彼らの壮大なプロジェクトは、新しい辞書「大渡海(だいとかい)」の編纂。見出し語は24万語、完成までにかかる歳月は15年という、気の遠くなるような作業です。これは、単なる言葉の羅列ではなく、「今を生きる辞書」を創り出すという、時代と心をつなぐ挑戦の物語です。
辞書という名の「大渡海」への長い旅
辞書編集部とは、「言葉の番人」たちが集う個性派ぞろいの場所です。
- 馬締光也:人と話すのは苦手だが、言葉を愛し、その意味を深く追求する天才肌。
- ベテラン編集者:長年の知識と経験を持つ、言葉への深い敬意を抱く師のような存在。

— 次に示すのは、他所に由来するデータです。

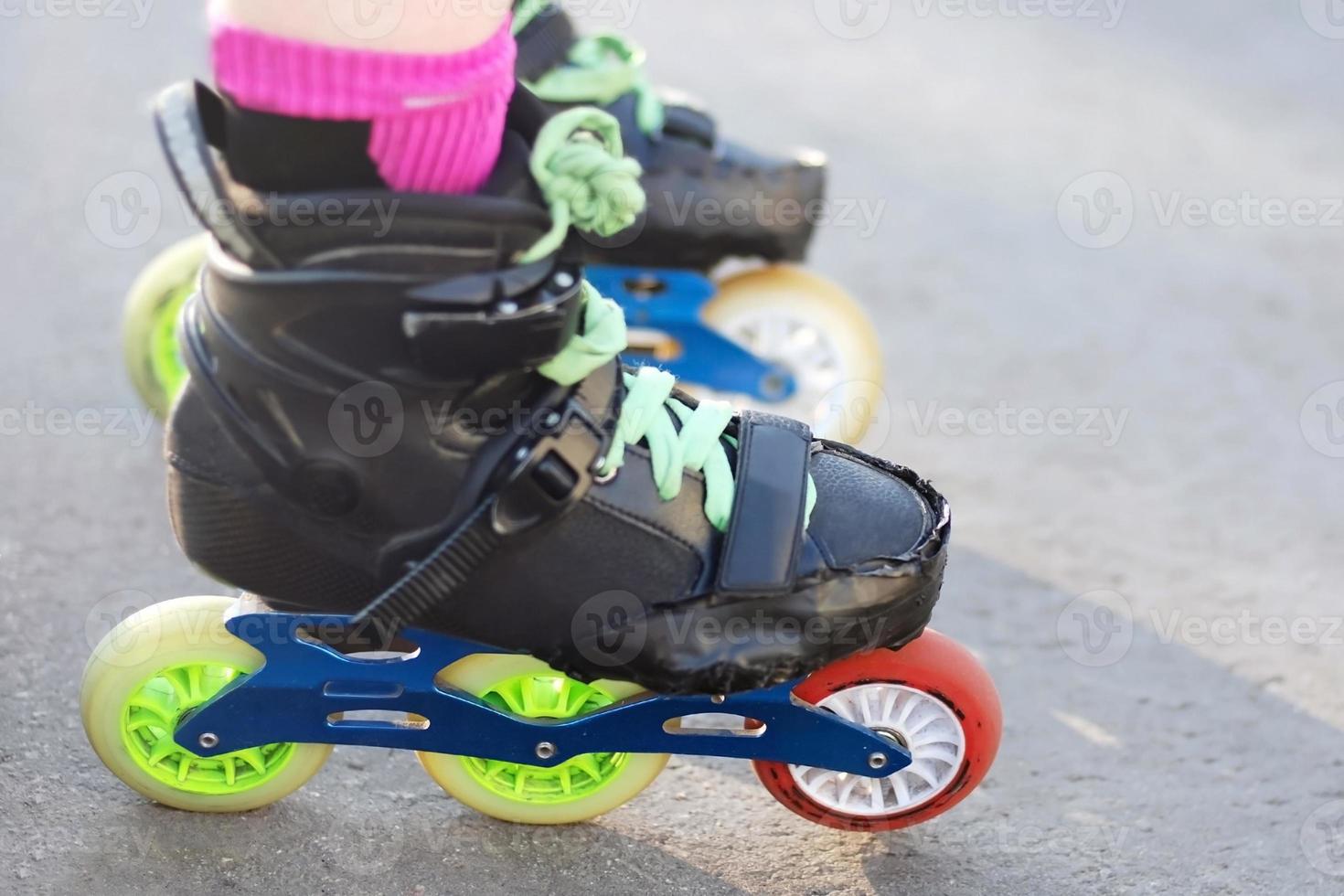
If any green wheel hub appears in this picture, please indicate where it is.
[121,664,295,795]
[148,283,197,404]
[461,675,630,805]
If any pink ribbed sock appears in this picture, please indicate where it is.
[214,22,517,194]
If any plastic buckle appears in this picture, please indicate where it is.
[491,398,607,536]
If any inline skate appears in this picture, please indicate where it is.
[123,0,883,442]
[80,86,1001,830]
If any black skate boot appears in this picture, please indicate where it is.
[160,79,949,695]
[514,0,827,270]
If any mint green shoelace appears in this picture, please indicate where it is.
[527,34,667,134]
[518,108,817,532]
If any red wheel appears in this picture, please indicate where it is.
[752,630,1003,830]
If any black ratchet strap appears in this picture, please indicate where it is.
[715,411,812,598]
[355,395,607,632]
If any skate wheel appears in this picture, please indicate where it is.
[80,598,332,811]
[418,655,668,825]
[752,630,1003,830]
[123,235,208,418]
[704,264,883,443]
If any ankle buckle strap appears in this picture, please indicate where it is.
[355,393,609,632]
[491,396,610,538]
[715,411,812,598]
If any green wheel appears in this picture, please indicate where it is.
[80,598,332,811]
[420,655,668,825]
[123,234,208,418]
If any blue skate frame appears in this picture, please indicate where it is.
[586,264,797,403]
[174,612,912,776]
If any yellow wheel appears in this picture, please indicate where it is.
[121,234,208,418]
[418,655,668,825]
[80,598,332,811]
[704,264,883,443]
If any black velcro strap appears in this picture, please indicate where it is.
[717,411,812,596]
[355,505,503,632]
[514,5,575,80]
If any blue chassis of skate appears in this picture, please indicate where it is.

- 個性豊かな仲間たち:それぞれの知識とこだわりを持ち寄り、互いにぶつかり合い、支え合いながら、一語一語と向き合っていきます。
彼らの作業は地道で、途方もないものです。一見、華やかさとは無縁に見える辞書編纂の世界ですが、そこには「言葉の海」という無限の広がりの中で、正確な意味を捉え、適切な表現を探し出す、知的な冒険と、職人芸のような誇りがあります。

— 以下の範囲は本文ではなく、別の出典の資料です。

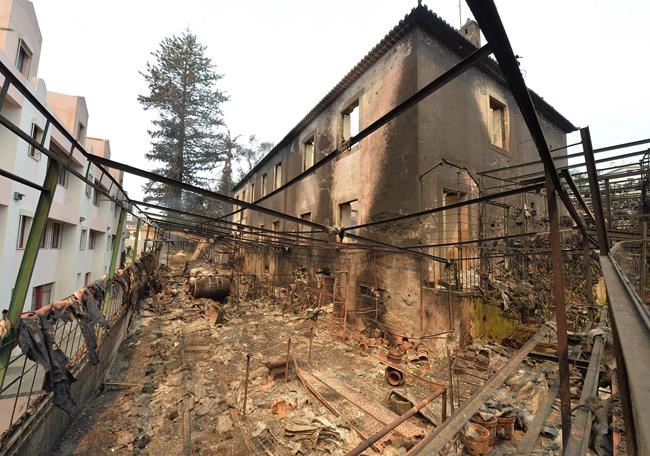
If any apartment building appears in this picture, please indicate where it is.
[233,5,575,333]
[0,0,122,310]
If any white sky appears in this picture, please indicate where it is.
[32,0,650,198]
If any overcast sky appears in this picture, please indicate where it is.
[32,0,650,198]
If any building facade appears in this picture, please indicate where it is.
[0,0,122,310]
[233,5,575,334]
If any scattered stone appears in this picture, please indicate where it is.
[115,431,135,447]
[216,413,233,435]
[135,434,151,449]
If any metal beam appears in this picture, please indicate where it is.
[580,127,609,255]
[478,139,650,179]
[467,0,586,233]
[546,172,571,448]
[131,219,140,264]
[564,307,607,456]
[0,168,45,192]
[407,325,551,455]
[102,208,126,315]
[560,170,596,223]
[600,254,650,455]
[0,160,61,389]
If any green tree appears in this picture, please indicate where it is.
[138,30,228,210]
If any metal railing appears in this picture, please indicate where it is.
[0,283,126,448]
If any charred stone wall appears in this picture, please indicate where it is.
[236,24,565,342]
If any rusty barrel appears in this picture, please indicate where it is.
[192,276,230,299]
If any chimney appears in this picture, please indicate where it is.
[458,19,481,48]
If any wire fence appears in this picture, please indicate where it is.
[0,282,126,447]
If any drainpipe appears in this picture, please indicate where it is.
[0,158,61,388]
[102,208,126,315]
[131,219,140,264]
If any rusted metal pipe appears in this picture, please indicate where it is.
[242,354,251,419]
[346,388,447,456]
[546,172,571,450]
[408,325,551,455]
[284,337,291,383]
[307,325,314,365]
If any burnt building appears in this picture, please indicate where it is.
[233,5,576,342]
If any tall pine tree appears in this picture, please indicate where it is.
[138,30,228,211]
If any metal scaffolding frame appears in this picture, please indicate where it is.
[0,0,650,454]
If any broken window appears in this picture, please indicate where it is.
[341,100,360,141]
[93,188,100,207]
[16,215,32,249]
[79,230,88,250]
[27,124,43,160]
[58,168,68,188]
[16,39,33,78]
[273,162,282,190]
[47,222,63,249]
[88,230,97,250]
[339,200,359,227]
[488,97,507,149]
[302,136,314,171]
[298,212,311,236]
[32,282,54,311]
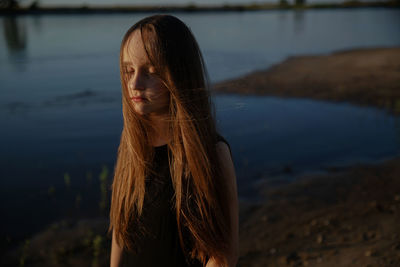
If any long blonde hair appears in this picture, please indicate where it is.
[109,15,230,264]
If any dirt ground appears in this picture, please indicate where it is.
[238,158,400,267]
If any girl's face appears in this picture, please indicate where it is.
[122,30,169,115]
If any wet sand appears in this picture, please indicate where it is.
[2,48,400,267]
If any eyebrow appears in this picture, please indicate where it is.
[122,61,155,68]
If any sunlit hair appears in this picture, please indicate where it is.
[109,15,230,265]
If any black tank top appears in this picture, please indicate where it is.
[122,136,229,267]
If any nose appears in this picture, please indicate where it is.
[128,71,146,90]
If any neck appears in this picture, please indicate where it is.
[150,115,170,146]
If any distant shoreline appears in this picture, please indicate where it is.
[213,47,400,114]
[0,1,400,15]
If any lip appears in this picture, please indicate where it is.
[131,96,145,102]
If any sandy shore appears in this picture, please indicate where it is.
[6,158,400,267]
[214,47,400,114]
[1,48,400,267]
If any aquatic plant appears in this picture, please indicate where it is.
[99,165,108,212]
[64,172,71,188]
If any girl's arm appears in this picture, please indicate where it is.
[110,230,122,267]
[206,142,239,267]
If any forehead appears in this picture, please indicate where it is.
[122,30,150,65]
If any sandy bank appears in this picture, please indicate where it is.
[214,47,400,114]
[3,158,400,267]
[239,158,400,267]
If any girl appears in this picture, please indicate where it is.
[109,15,238,267]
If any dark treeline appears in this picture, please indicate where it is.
[0,0,400,15]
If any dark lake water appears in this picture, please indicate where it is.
[0,9,400,242]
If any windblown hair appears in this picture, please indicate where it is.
[109,15,230,265]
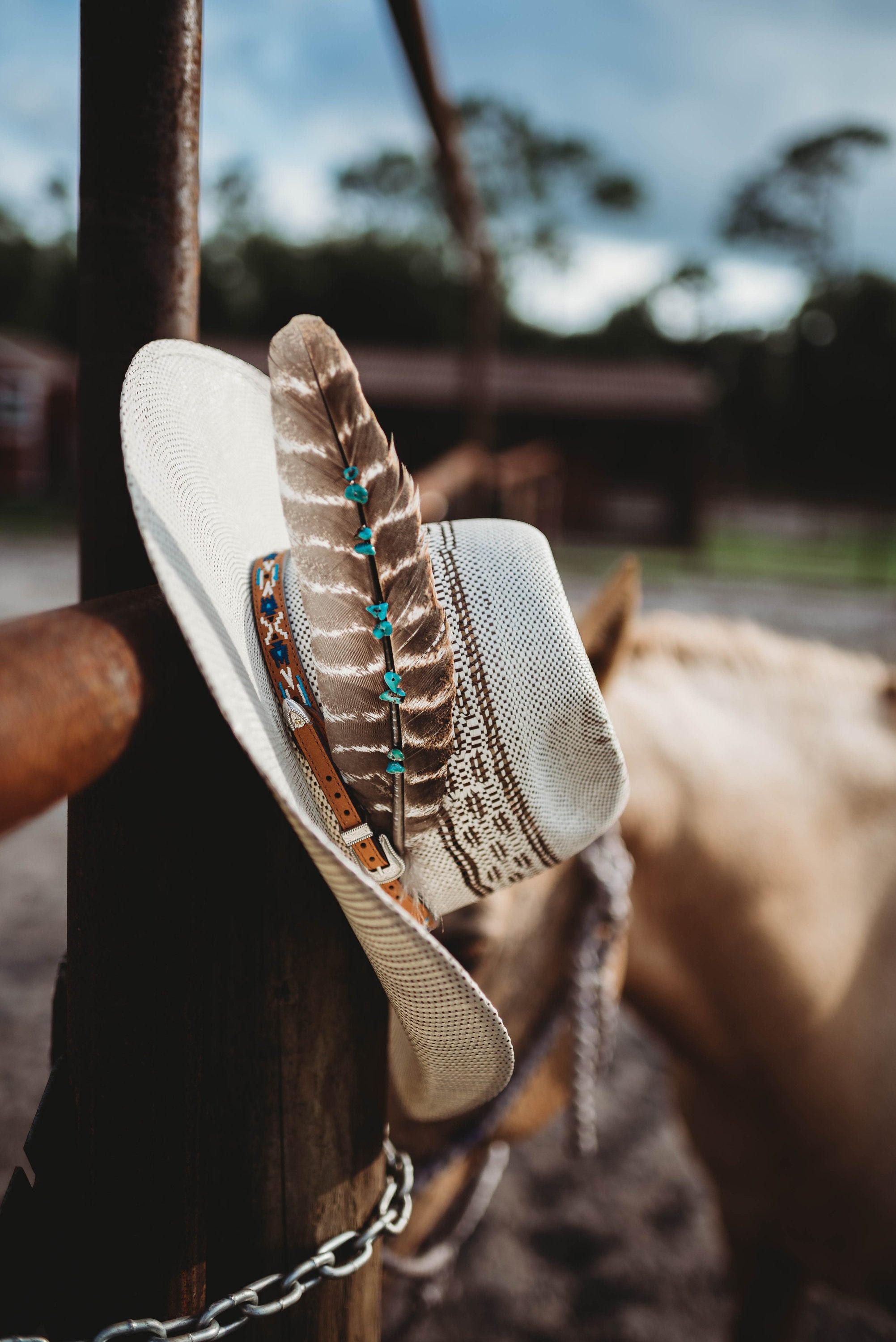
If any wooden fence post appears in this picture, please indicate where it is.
[0,0,388,1342]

この物語は、そんな彼らが、辞書という巨大な舟を、時に嵐に遭いながらも、15年という歳月をかけて編み上げていく、熱く、そして感動的な軌跡を描きます。
言葉のプロが迷う「愛の言葉」
言葉のプロである馬締光也にも、大きな壁が立ちはだかります。それは、運命の女性との出会いです。
辞書に載せる24万語の意味を、一つ一つ正確に定義できる馬締ですが、心の中で燃える彼女への「気持ち」を伝えるのにふさわしい「言葉」が見つかりません。
- 理屈と感情のギャップ:言葉を論理的に扱うプロとしての顔と、自分の感情を伝えることに不器用な一人の人間としての顔。
- 恋の苦悩:自分の想いを正しく、そして熱く伝える最適な言葉は何か?
辞書づくりという大きなプロジェクトと並行して描かれる、馬締の不器用で純粋な恋の行方は、多くの読者の共感を呼び、物語に温かさと人間味を与えています。
人生という名の「大渡海」を渡るために
問題が山積みの辞書編集部。果たして、彼らの命を懸けた「大渡海」は、時代の荒波を乗り越えて完成するのでしょうか?そして、言葉の壁にぶつかった馬締の愛の思いは、運命の女性に届くのでしょうか?
『舟を編む』は、一途に何かを極めることの尊さ、そして言葉が持つ無限の力を再認識させてくれる傑作です。私たちが生きる上で不可欠な「言葉」という存在に、改めて感謝の念を抱かせてくれる、心に響くヒューマンドラマです。
ぜひこの物語を通して、言葉の海を渡るための「舟」を編む人々の情熱を感じてください。